An AI-powered motorcycle service manual search tool. Parses chunked service manual data and expands part-name aliases to instantly surface torque specs, procedures, and references from motorcycle pdf service manuals.
Project Type: tech / PDF-to-Vector Search System
Role: Full-Stack Developer
Tech Stack (AI) v1: llama3.2:3b (LLM), pdfplumber & PyMuPDF (Extractor), Custom Chunker, all-MiniLM-L6-v2 (Embeddings), Qdrant (Vector DB), Python, Custom Keyword Scoring Engine, Synonym Expansion Library, Results Ranking, & Review Backend
Tech Stack (AI) v2: qwen3-30b-a3b-2507 (LLM), Docling (Extractor), bge-large-en-v1.5 (Embeddings), Qdrant (Vector DB), bge-reranker-v2-m3 (Re-ranker), Python, Custom Keyword Scoring Engine, Synonym Expansion Library, Results Ranking, & Review Backend
Tech Stack (Web): Next.js, TypeScript, TailwindCSS, Supabase, Vercel
Status: Deployed, 2026. Continuous WIP.
Live Demo: moto-ref
A service manual is the original RAG problem. Unfortunately, the industry-standard format, the PDF, is actively hostile to retrieval. Searching through 500+ page manuals is painful, and users have to remember manufacturer-specific synonyms for part names. The information they need most, such as torque values, clearances, and procedures, is buried inside un-linked tables, diagrams, and layouts that off-the-shelf parsers often destroy. The hard part is not just the retrieval layer. It is the authoring pipeline: turning a cursed, print-centric format into structured, typed, citation-grounded chunks that a vector store can serve quickly and reliably.
Off-pipeline, low-confidence, and ambiguous extractions are routed into a review queue prioritized by a composite risk score combining retrieval confidence and keyword-match rank. Usage patterns and reviewer decisions, including validations, rejections, edits, parse corrections, and synonym updates, are persisted as structured, versioned ground-truth data for reproducible A/B evaluation across models, embeddings, and extractors, while building a labeled corpus for downstream fine-tuning.

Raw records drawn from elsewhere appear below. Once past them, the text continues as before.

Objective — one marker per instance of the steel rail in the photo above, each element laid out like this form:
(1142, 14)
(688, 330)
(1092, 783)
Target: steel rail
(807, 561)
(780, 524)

To solve the trust problem in AI systems, every answer is source-linked. This is inspired by my work building AI tools for cancer diagnosis: turning long, structured, technical documents written for experts into fast, navigable, accountable references for clinicians who need answers in context. The patterns transfer: provenance, confidence, fallback, and structure. The domain is different. The problem shape is the same.

Off-pipeline, low-confidence, and ambiguous extractions are routed into a review queue where changes are parsed into a structured format and fed back into the system to continuously improve the model's accuracy.